There are three considerations for cash leasing farmland: cash leases, crop shared leases, and flexible cash leases.
· Cash leases are the most popular but it hasn’t really worked well since 2007. This is mainly because when commodity prices go down cash leases can’t adjust fast enough. The same thing goes for when commodity prices go up cash leases can’t meet up to the commodity price therefore the tenant bears all of the risk.
· Another type is crop shared leases. Those are still in use. They are very fair but not popular among landlords because they pay for the all of the expenses. The risk is shared between the tenant and the landlord.
· The third type is flexible cash leases. Again the risk is shared. It’s more of a crop share than a cash lease. Landlords typically do not pay production costs.
It’s important to know that the tenant and the landlord must have good communication to have a good lease. It’s the tenant’s responsibility to share information like production, yield information, challenges, growing seasons, etc. with the landlord and it’s the landlord’s responsibility to share expectations for managing his or her asset with the tenant. This is to avoid any future conflict.
That is why the farm and ranch management team from The University of Nebraska suggests that an attorney get involved when negotiating or even re-negotiating a lease. It’s best to get everything in writing.
So when is the right time to give up on a lease? Whether it’s a long term or a short term lease there are three types of expenses.
· Direct is the first one, the tenant goes away with fewer acres.
· The second is overhead where expenses stay the same regardless of acres.
· The last one is non-farm expenses such as farm living and income taxes.
Gross income could be larger than all three types of expenses and that’s normally produced in a long term lease.
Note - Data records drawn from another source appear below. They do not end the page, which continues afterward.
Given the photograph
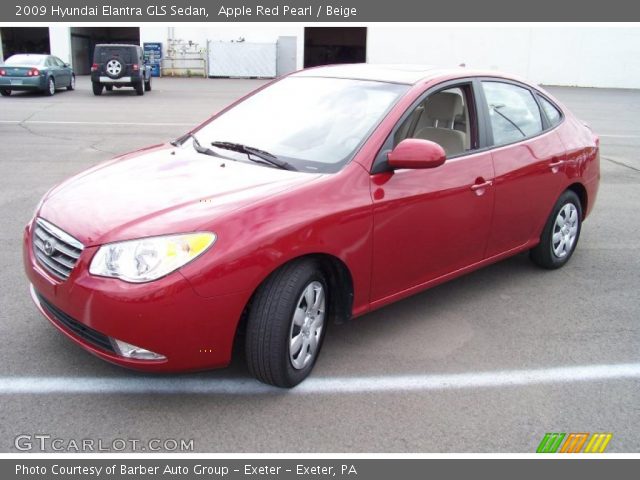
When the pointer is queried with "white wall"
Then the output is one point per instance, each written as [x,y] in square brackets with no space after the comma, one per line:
[226,33]
[60,43]
[552,55]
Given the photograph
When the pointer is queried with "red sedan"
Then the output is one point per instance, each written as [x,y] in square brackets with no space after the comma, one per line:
[320,197]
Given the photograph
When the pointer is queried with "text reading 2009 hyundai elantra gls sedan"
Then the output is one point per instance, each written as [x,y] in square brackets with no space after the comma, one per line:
[320,197]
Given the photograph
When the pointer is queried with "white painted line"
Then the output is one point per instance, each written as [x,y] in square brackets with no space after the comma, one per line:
[188,385]
[129,124]
[613,135]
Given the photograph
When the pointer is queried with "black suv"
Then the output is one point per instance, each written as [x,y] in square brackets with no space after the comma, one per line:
[117,65]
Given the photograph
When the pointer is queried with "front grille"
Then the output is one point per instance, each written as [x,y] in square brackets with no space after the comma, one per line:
[55,250]
[89,335]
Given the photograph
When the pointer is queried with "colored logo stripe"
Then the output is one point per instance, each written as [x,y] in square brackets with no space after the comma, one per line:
[598,443]
[550,443]
[574,442]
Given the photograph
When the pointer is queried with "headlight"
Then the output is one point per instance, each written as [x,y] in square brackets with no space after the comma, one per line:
[149,258]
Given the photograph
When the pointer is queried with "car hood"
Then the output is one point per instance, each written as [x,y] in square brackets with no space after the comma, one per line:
[159,191]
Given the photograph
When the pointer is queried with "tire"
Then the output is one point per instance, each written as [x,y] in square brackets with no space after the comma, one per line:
[114,68]
[280,313]
[140,87]
[561,233]
[51,87]
[97,88]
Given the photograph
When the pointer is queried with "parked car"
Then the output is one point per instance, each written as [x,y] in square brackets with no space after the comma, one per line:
[35,72]
[323,196]
[117,65]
The webinar states that when leasing farmland the tenant should also look at flexible cash rent provisions and make sure to modify the current cash lease to changes in farm performance. Evaluate the prices, yields, and revenue. Flexible cash rent doesn’t act as bonus schedule and it’s not a profit machine. Flex leases will increase or decrease rent but will not save the farm if base rents are too high or too low or if management is poor. It’s important to become knowledgeable on how flex leases work. Start using them in your operation and investment. Also get help before you need it whether its’ from a university or even legal help and industry experts.